Although the trial results threw the viability of those projects into doubt, they were not necessarily bad news for a next-generation vaccine CureVac is developing with GlaxoSmithKline aimed at tackling variants. But Kemula said the company at this stage was not considering dropping its first candidate drug to focus on the second.
“We are so close. We are two, three weeks away from final data . . . If we have something, then, of course, we will leverage it,” he said. “We need to look at the data and see, OK, what would be the best value, how we can place this vaccine to make this available.”
Chief technical officer Mariola Fotin-Mleczek told the Financial Times that one of the variants, the Lambda strain first detected in Peru, made up 21 per cent of infections but was still so unknown there was very little information on it.
“This is not available because it’s really new,” she said. “And if you ask different labs, nobody’s heard about this.”
As with the Moderna and Pfizer vaccines, CureVac’s jab uses messenger ribonucleic acid, but its mRNA is unmodified and uses lower doses — 12 microgrammes compared with Moderna’s 100mcg and Pfizer’s 30mcg. This would result in a lower cost of production and be stable at conventional fridge temperatures.

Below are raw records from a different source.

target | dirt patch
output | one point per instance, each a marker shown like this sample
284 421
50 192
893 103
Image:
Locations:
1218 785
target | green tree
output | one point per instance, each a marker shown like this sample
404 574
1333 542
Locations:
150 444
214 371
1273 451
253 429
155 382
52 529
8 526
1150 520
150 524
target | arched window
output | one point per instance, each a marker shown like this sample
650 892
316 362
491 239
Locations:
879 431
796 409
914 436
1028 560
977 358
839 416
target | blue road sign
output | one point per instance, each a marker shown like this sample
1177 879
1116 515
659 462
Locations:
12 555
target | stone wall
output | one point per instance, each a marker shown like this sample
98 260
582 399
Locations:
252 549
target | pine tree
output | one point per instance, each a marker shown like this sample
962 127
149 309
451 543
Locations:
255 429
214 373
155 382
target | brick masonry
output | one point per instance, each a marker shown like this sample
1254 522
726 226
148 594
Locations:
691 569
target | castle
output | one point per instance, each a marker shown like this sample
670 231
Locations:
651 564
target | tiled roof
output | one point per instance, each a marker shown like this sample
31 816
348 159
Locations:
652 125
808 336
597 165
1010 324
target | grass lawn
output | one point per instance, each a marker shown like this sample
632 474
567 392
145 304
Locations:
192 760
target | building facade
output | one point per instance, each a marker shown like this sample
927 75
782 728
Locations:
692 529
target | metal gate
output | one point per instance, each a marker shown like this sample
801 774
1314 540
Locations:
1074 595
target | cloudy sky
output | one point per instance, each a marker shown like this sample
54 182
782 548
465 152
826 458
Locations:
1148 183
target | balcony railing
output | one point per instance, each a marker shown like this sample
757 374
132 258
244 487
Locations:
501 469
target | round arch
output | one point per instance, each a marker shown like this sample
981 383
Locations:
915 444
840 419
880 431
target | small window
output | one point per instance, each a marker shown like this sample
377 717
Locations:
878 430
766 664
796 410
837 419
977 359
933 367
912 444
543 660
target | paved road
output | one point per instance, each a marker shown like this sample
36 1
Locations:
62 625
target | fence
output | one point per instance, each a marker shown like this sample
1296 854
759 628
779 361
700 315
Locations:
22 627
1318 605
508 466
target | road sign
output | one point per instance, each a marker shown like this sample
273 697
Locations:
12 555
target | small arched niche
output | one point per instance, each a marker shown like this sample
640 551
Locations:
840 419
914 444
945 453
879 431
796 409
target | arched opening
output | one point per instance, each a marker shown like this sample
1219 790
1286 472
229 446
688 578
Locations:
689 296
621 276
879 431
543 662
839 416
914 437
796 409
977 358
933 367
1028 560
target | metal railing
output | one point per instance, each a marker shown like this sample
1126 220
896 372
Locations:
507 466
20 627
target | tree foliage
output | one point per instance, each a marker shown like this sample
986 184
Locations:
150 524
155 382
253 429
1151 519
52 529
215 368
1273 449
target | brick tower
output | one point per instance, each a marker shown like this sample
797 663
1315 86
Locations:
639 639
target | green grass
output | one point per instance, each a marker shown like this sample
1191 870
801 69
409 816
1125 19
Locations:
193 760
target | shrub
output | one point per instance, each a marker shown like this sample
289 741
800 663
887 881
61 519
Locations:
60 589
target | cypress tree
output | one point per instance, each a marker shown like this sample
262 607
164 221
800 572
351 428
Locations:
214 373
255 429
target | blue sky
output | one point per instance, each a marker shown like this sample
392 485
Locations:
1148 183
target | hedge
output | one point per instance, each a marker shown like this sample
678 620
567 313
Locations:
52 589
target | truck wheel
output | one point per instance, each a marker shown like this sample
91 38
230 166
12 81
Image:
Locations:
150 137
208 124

Fotin-Mleczek declined to speculate on whether the interim findings suggested low doses were not as viable, citing the variants as a bigger factor and the fact that initial studies of its second-generation vaccine were still promising.
Early data showed an increase of up to tenfold in immune response compared with the first-generation treatment. CureVac and GSK aim to make the jab available in 2022.